L'Entretien Nº

3

Jean-Luc Nancy

Quand nos yeux se touchent, fait-il jour ou fait-il nuit ?

Jean-Luc Nancy et Jacques Derrida

“Quand nos yeux se touchent, fait-il jour ou fait-il nuit ?”, cette question ouvre le premier chapitre du livre que Jacques Derrida consacre à son ami Jean-Luc Nancy, intitulé Le Toucher et publié chez Galilée en 2000.
Ce texte est une invitation à comprendre les différentes tonalités de l’oeuvre de Jean-Luc Nancy dont Jacques Derrida dit : « À l’avenir, on n’en finira plus de le lire et de le penser, de compter aussi avec lui. »
Jean-Luc Nancy est auteur d’une oeuvre majeure, à la fois dans le champ de la philosophie – L’Impératif catégorique, L’Oubli de la philosophie, Le Sens du monde, L’Expérience de la liberté et Vérité de la démocratie ; mais aussi dans le domaine de la littérature avec L’Intrus où il fait le récit de la greffe du cœur qu’il a subie.
Il est également poète, amoureux de l’art contemporain et analyste de la fragilité de notre démocratie.

Extrait

Comment avez-vous rencontré Jacques Derrida pour la première fois, dans quelles circonstances ?

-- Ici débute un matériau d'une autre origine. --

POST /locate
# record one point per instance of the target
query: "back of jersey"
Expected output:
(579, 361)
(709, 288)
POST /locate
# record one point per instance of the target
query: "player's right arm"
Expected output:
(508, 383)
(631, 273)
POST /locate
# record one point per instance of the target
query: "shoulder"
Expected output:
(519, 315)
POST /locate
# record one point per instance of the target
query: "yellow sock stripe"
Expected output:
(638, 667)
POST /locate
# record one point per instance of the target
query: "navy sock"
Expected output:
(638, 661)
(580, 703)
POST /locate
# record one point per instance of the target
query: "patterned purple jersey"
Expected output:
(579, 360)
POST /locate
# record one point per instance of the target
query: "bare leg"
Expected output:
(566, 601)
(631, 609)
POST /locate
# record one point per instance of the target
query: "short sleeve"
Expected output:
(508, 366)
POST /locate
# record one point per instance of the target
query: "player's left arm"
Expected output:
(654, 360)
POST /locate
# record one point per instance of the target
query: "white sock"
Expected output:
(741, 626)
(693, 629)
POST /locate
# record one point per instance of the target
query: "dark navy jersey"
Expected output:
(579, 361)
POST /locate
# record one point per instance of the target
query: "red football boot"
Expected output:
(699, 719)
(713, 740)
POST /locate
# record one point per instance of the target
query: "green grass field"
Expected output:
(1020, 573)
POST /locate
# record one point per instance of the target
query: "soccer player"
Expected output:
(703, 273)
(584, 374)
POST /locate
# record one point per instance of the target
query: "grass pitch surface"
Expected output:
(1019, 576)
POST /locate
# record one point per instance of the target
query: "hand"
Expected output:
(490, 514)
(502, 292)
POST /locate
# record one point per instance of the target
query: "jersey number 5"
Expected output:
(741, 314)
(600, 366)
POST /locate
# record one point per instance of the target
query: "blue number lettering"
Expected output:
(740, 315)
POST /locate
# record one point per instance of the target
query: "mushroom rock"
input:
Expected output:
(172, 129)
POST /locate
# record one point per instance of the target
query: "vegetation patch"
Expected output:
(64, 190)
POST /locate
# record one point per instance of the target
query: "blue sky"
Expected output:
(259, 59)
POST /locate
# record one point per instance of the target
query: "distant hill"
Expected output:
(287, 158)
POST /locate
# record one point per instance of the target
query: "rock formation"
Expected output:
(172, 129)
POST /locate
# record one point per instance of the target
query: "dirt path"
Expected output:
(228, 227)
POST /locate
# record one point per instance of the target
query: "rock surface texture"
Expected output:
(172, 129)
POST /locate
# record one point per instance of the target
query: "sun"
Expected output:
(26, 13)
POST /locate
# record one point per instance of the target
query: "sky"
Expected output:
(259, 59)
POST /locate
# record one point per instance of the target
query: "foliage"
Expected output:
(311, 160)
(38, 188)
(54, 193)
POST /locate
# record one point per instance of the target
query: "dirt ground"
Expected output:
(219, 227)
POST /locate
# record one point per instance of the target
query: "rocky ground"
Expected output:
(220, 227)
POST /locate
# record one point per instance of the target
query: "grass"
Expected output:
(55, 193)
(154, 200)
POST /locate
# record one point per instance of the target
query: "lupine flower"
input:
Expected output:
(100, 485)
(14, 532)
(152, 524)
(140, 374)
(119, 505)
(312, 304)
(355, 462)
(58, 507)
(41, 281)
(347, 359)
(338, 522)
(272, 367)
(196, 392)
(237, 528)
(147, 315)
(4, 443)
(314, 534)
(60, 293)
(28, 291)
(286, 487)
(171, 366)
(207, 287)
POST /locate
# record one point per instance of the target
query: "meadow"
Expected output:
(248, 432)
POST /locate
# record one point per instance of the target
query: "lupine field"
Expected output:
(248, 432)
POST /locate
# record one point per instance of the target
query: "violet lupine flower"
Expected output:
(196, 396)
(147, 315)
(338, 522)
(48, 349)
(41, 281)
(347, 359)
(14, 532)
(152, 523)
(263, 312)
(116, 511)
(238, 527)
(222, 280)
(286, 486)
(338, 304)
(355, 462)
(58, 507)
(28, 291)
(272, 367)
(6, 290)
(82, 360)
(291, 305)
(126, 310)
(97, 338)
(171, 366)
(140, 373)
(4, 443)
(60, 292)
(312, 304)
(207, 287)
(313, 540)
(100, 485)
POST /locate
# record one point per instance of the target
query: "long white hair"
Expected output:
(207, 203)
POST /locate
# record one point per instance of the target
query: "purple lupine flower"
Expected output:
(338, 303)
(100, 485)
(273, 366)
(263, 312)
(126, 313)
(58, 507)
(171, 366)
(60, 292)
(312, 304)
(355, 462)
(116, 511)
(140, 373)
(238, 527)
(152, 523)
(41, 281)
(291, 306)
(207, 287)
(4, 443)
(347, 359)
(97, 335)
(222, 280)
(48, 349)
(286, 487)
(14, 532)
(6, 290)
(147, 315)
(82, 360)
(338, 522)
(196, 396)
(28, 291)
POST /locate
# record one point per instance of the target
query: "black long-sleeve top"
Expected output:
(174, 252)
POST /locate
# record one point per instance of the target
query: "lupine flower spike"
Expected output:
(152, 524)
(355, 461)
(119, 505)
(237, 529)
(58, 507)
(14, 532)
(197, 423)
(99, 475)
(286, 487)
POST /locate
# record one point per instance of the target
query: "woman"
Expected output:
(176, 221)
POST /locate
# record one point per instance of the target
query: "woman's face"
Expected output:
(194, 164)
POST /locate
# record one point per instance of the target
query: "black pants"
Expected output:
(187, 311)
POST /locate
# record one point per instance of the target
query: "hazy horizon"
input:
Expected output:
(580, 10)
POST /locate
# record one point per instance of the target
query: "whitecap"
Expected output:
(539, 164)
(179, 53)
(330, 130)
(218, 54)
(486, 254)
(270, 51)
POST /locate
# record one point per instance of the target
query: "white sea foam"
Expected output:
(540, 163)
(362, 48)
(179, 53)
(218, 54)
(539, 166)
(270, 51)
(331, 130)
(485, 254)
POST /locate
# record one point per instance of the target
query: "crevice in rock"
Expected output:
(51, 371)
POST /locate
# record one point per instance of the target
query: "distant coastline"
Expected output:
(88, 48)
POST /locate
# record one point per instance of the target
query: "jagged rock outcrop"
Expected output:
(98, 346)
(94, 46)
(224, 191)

JLN : Je l’ai rencontré, oui, physiquement, mais sans savoir encore… Je savais son nom mais je ne savais pas encore qui il était ou ce qu’il avait publié, il était à ce moment-là assistant de Ricœur, comme Levinas, et dans une sorte de séminaire que Ricœur faisait avec quelques étudiants en maîtrise, en doctorat et ses deux assistants, il y avait Derrida et Levinas. Depuis toujours je me rappelle que j’ai vu ce trio Ricœur Levinas Derrida – je n’ai même pas le souvenir qu’il ait parlé là, ni Levinas d’ailleurs, mais peut-être que oui, je ne sais pas. Je ne l’ai jamais eu en cours à la Sorbonne pour des raisons tout à fait contingentes, mais très vite ensuite j’ai lu ses premiers textes, et je dirais que la lecture des textes a déjà été quelque chose de l’ordre de la rencontre, sinon de l’homme, d’un caractère, d’un tempérament et d’une présence très forte et très contemporaine, c’est ça qui m’est toujours resté. Pour la première fois je me suis dit : ah, là il y a une pensée qui se fait aujourd’hui, qui pense aujourd’hui, qui est vraiment ma contemporaine.